© Christophe Raynaud de Lage

Un homme gravement malade (Aragorn Boulanger), dont la damnation le guide contre vents et marées sur la barque de Charon, s’envole en saccades surnaturelles par delà la gravité : sans aucun doute, les images de « Wade in the Water » de la compagnie 14:20 – pionnière de la magie nouvelle – ébrèchent l’espace-temps jusqu’à couper le souffle du quidam euclidien.
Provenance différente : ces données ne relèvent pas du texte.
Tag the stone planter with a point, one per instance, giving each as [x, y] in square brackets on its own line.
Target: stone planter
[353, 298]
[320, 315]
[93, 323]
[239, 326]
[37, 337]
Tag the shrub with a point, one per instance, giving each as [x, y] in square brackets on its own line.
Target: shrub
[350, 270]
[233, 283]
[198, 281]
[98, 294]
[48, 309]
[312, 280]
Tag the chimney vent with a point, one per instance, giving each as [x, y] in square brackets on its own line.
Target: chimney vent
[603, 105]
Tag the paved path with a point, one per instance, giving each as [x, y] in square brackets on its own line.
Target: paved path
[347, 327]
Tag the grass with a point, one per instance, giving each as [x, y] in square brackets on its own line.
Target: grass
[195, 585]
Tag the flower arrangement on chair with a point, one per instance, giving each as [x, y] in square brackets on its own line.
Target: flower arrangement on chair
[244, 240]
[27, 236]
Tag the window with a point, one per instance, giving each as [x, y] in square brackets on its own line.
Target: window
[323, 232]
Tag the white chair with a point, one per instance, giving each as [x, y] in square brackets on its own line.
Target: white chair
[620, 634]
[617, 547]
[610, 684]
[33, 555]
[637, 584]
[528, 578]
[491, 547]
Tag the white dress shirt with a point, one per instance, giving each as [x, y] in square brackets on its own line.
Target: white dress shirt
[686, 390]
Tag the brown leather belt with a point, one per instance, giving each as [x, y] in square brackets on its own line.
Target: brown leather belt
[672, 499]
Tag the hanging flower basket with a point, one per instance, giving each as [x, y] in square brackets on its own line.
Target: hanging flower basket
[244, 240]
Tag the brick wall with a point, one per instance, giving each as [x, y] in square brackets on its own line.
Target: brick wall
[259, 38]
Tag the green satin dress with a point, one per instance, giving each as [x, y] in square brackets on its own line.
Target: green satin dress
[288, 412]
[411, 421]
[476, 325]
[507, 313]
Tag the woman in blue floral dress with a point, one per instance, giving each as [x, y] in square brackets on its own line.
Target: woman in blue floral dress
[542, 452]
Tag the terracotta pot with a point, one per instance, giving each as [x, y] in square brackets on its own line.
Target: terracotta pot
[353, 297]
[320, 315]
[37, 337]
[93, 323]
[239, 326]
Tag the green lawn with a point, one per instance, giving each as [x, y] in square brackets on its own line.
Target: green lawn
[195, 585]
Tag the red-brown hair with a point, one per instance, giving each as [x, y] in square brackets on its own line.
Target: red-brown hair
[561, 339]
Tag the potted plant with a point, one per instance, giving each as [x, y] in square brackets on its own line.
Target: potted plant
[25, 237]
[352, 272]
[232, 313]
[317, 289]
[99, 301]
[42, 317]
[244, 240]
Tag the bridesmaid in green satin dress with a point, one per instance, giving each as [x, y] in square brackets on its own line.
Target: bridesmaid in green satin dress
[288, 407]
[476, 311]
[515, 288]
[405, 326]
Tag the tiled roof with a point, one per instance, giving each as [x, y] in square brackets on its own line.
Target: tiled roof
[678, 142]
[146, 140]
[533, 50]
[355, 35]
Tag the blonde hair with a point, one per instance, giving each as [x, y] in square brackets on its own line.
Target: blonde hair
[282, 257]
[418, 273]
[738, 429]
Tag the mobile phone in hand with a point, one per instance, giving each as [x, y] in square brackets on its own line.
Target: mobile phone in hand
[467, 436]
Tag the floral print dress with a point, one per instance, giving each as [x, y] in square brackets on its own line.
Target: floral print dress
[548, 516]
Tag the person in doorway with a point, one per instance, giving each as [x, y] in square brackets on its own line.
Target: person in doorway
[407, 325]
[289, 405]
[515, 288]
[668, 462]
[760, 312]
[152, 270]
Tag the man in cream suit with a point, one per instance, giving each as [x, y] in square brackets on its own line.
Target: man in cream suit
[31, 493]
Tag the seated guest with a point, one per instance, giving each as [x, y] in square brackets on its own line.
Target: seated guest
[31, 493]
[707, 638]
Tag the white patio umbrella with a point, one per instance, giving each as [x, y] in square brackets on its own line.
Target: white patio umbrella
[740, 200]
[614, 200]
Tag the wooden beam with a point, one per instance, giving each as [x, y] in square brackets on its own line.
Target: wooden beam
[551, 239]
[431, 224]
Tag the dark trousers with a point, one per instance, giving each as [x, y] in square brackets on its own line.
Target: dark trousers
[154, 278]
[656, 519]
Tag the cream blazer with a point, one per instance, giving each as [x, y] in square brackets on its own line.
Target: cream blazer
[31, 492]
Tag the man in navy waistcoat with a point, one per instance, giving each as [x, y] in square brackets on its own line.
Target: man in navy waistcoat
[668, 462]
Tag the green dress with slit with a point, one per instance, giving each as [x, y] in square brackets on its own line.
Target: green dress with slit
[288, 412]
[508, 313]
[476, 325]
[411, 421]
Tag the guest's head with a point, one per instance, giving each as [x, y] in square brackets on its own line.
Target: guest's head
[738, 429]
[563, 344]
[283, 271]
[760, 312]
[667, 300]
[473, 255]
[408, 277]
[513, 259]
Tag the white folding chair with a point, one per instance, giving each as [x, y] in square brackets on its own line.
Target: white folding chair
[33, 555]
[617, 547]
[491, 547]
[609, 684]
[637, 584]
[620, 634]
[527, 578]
La boîte noire « Wade in the water » découpe en effet les tissus du réel – là où préconscient et fantasmes sympathisent avec la maladie du protagoniste qui s’envenime. Les metteurs en scène Clément Debailleul et Raphaël Navarro agrègent pour ce faire réel, divagation et métaphore : toute scène est sentie à la lumière de ce repartage du sensible. Ainsi en est-il de l’homme aménageant sa pendaison : il tente de se suicider, pense à se suicider et symbolise à la fois son désespoir… Les doutes et atermoiements se réalisent au plateau tandis que le réel s’évapore en paraboles. Le son du glas vient dissoudre les lois de la science : la magie n’est subtilement déroulée qu’à son approche. Magie de l’espace quand le malade réchappe au sol pour valser dans les airs avec son environnement (lit, chaises, table) ; magie du temps lorsqu’il répète les mêmes gestes entrecoupés de noirs… Mais quels noirs ! Rarement une création lumière aura sublimé l’effet ringard : car ils sont une seconde trop courts pour que le danseur ait logiquement le temps de se replacer au même endroit. La magie se niche à T-1 : derrière cette seconde qui manque, des multivers de poésie. Nous parlions récemment de « Janet on the roof » de Pierre Pontvianne, qui bâtissait son monde dans l’intervalle entre les secondes ; la force de « Wade in the water », quant à elle, provient de leur sélection : celles qui manquent (le temps des noirs) vs celles qui dureront éternellement (l’espace de la gravité).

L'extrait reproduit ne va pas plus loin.